Back Flexibility

Weebs628
Weebs628 Posts: 574 Member
Does anyone have any tips or stretches to gain more flexibility in the back? I feel like whenever we do a cambre back in class, I can't go very far. This one girl in there (granted, she 14, I'm 25) pretty much bends so far back her body is level with the barre. It looks so beautiful! I want to do that! I also notice it when I sit in my splits (one leg in front, one behind) I can't keep my body upright. I'm thinking that working this would also help my arabesque. Or maybe I just need to develop those muscles more. Thoughts?

Replies

  • TheSpicyMermaid
    TheSpicyMermaid Posts: 279 Member
    I ran into that too. I'm sure it just takes practice. It's almost like my stupid vertebrae are in the way and it locks. Up and over!!
  • katja_sifaka
    katja_sifaka Posts: 3 Member
    Standing facing away from a wall and walking your hands own the wall into a back bend then back up again is good for back flexibility. Keep in mind that you always want to be lengthening the back and putting space between the vertebrae or you'll just get stuck. Another good one, especially for uper back is to face a wall and put yuor hands on it, a bit above your head level and sink into the wall tryng to reach your armpits to the wall but, again continually stretching the back and putting space between the vertebrae. When your arms are flat against the wall you can start with your hands lower a nd make a more profound bend. eventually you can start walking your feet towards the wall to deepen it further.

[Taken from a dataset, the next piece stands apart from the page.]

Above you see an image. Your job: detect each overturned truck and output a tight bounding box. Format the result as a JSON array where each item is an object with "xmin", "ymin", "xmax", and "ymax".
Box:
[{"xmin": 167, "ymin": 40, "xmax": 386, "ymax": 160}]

    Once walking your backbend to the floor is easy, try tying each end of a rope to a railing to make a loop, standing inside it and then using it to support you as you work on going into backbends from standing. When you have your hands on the floor wlak the in towards your feet while trying arch your back higher and with as even a curve as possible.
  • klacount77
    klacount77 Posts: 270 Member
    Standing facing away from a wall and walking your hands own the wall into a back bend then back up again is good for back flexibility. Keep in mind that you always want to be lengthening the back and putting space between the vertebrae or you'll just get stuck. Another good one, especially for uper back is to face a wall and put yuor hands on it, a bit above your head level and sink into the wall tryng to reach your armpits to the wall but, again continually stretching the back and putting space between the vertebrae. When your arms are flat against the wall you can start with your hands lower a nd make a more profound bend. eventually you can start walking your feet towards the wall to deepen it further.

    Once walking your backbend to the floor is easy, try tying each end of a rope to a railing to make a loop, standing inside it and then using it to support you as you work on going into backbends from standing. When you have your hands on the floor wlak the in towards your feet while trying arch your back higher and with as even a curve as possible.

    ^^ This!!

    I was going to suggest walking back bends too! Yoga helps me as well. Stretching the back muscles out both forward and back ward in some of the hatha poses had limbered me up a bit. I am nowhere near ready for a cambre back or an arabesque ... but I will get back to it someday ... right now, I'm just working on flexibility.

    Also, as childish as it sounds, I lift from the floor into a back bend to limber up as well. This helps me work on stretching out those back muscles AND it helps me to build balance and strength in my arms.

    Try some or all of these things at home on days you dont have class. Push yourself to stretch a little more or a little longer each week and eventually you'll be even with the barre too!